“We really do not have a common view of what’s the real offer to be made to Iran to bring it to serious negotiations,” Sergey Ryabkov told The Washington Post.
The six countries — the United States, Britain, China, France, Germany and Russia — all want to avoid what he called a “disastrous” military strike on Iran by Israel, which says a nuclear Iran could pose an “existential threat” to the Jewish state, he said — a threat with the potential to destroy, or drastically restrict, Israeli civilization.
“We are all for a diplomatic solution,” he said.
A senior U.S. official involved in high-level policy discussions on Iran played down the differences.
“All are in agreement on the core principles,” the official told the Post, describing talks leading up to Saturday’s negotiations as “transparent” and “among the most collegial that I have seen.”
Iranian Foreign Minister Ali Akbar Salehi wrote in a Post op-ed piece Thursday the talks in the Turkish capital could best succeed if all sides approached them as equals “based on mutual respect and justice.”
A sign of mutual respect, he wrote, “is a willingness and readiness to both give and take, without preconditions.”

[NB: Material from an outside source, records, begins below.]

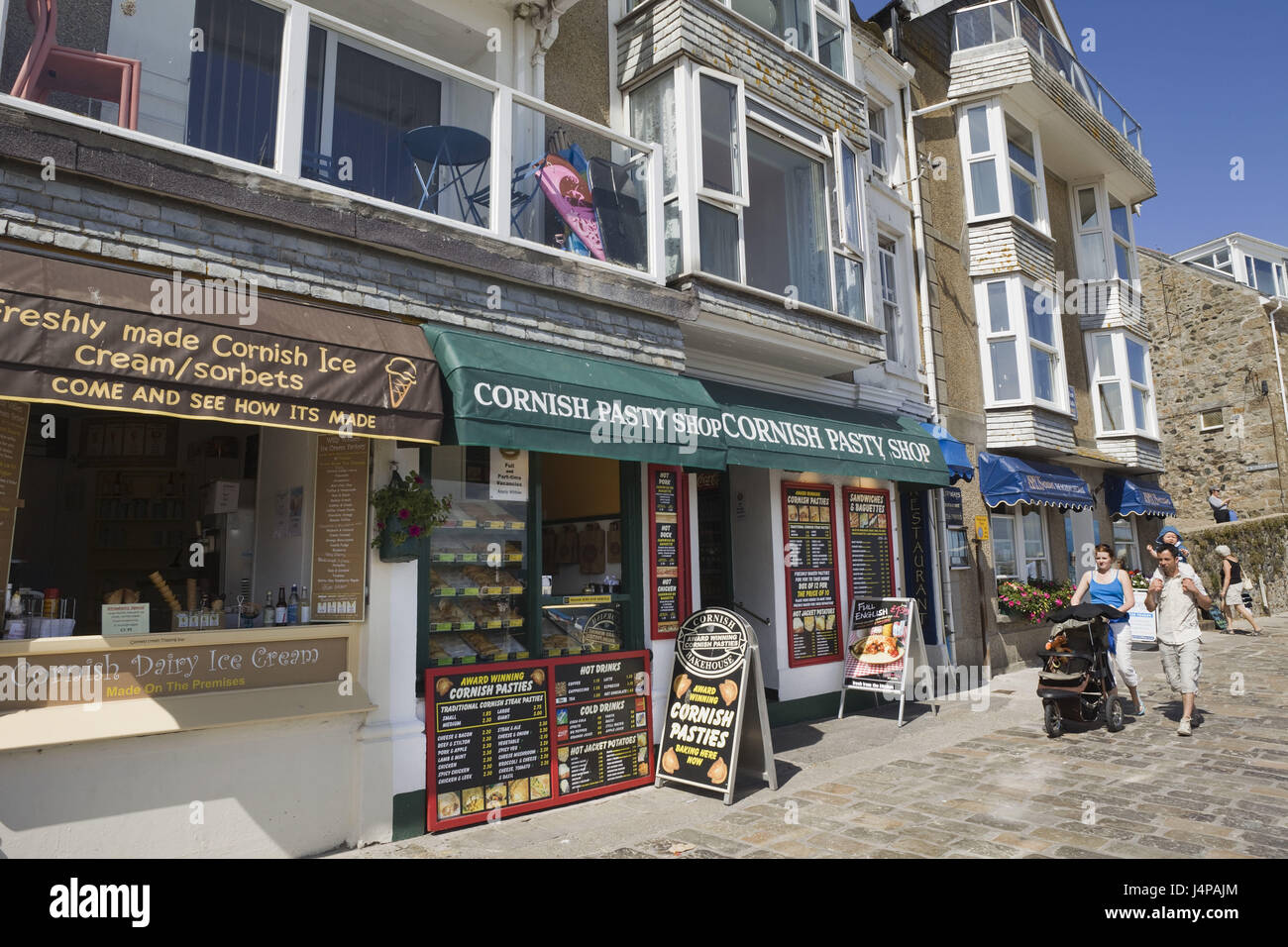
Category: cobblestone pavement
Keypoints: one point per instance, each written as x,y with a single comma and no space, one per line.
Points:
966,784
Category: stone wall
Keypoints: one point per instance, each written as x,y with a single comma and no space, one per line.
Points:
1212,350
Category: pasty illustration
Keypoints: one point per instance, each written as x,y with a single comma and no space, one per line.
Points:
682,685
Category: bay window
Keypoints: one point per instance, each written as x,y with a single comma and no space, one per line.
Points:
1003,157
1122,382
1021,341
1019,541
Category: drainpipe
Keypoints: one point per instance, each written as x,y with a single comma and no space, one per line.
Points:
927,350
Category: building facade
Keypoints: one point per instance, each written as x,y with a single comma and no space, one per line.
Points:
1030,175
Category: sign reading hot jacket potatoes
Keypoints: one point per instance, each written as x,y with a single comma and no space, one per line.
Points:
702,725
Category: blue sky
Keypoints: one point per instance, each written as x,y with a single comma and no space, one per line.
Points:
1206,81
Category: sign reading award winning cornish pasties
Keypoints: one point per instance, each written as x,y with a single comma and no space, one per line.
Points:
529,735
708,705
340,530
668,525
812,596
867,530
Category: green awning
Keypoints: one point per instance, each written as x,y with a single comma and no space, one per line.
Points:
510,394
785,433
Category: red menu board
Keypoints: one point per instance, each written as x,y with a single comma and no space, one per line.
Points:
871,551
812,594
669,553
506,738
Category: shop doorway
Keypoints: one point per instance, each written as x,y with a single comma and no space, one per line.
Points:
715,560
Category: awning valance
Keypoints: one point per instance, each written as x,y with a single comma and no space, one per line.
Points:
954,454
1126,497
1008,480
510,394
781,432
194,347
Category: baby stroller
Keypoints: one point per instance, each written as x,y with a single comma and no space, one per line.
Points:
1077,681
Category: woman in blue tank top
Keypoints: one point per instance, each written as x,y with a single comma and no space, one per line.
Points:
1109,585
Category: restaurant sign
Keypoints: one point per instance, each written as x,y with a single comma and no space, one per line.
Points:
121,360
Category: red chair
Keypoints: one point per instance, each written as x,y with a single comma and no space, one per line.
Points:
51,67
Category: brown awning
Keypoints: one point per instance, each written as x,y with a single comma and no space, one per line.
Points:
198,347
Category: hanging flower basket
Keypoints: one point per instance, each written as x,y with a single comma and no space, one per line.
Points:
406,513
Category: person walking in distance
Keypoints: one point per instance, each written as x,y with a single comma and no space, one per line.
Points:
1176,594
1111,585
1232,589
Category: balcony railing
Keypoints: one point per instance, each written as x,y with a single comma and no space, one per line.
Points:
283,89
1005,20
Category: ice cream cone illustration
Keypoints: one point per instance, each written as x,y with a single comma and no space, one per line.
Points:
402,379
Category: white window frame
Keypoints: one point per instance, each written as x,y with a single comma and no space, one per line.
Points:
999,154
1018,321
1016,514
1126,385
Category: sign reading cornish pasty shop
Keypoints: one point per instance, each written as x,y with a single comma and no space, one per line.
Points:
71,354
708,705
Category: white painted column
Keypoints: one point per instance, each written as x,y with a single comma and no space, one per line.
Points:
391,741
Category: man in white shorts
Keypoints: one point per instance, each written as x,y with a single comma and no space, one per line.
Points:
1176,592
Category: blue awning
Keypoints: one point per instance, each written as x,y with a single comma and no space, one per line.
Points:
1006,480
954,454
1126,497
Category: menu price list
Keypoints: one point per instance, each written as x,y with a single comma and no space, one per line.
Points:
490,740
812,600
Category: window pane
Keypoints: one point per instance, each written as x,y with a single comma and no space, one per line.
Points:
849,289
1091,257
1004,544
1136,361
1106,357
1006,369
999,315
719,136
1025,197
1140,405
850,184
653,120
1019,142
1124,261
717,241
1041,322
1119,218
983,183
1087,213
831,46
1112,406
786,224
977,121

“Most important, and this cannot be stressed enough, is that dialogue must be seen as a process rather than an event,” he wrote. “A house can burn to the ground in minutes but takes a long time to build. Similarly, trust can easily and rapidly be broken, but it takes a long time to build.”
Salehi’s call for no preconditions differs from the last round of talks, in January 2011, when Iranian chief nuclear negotiator Saeed Jalili demanded preconditions for serious talks that were unacceptable to the six powers, The New York Times reported.
The current round of talks was to begin Friday with an informal dinner gathering of the six powers — the five permanent U.N. Security Council members plug Germany — followed by formal negotiations with the Iranian delegation Saturday.
U.S. and European officials maintain Iran’s nuclear program is working toward building nuclear weapons. Tehran insists the program is for peaceful civilian uses only.
The International Atomic Energy Agency, which seeks to promote nuclear energy’s peaceful use and to stop the use for nuclear weapons, says Iran has produced a great quantity of enriched uranium, some of it at 20 percent purity, just a few technical steps from bomb grade.
The agency, independent of the United Nations but reporting to the General Assembly and Security Council, also says Iran has placed many centrifuges deep inside a protected mountain near the tiny village of Fordo, population 732, some 20 miles north of Qom.
Iran also faces increased sanctions that the West says are causing severe economic distress but that Iran says it can easily weather.
Washington has made clear the 20-percent-enriched uranium and the protected Fordo site are matters of concern. Iran has hinted it may be willing to suspend enrichment to 20 percent, at least temporarily, in return for concessions, the Times said.
U.S. Secretary of State Hillary Clinton told reporters in Washington Thursday Iran indicated it intended to bring up new ideas, and said the Obama administration was prepared to consider reciprocal steps.
But she said Tehran must “demonstrate clearly in the actions they propose that they have truly abandoned any nuclear weapons ambition.”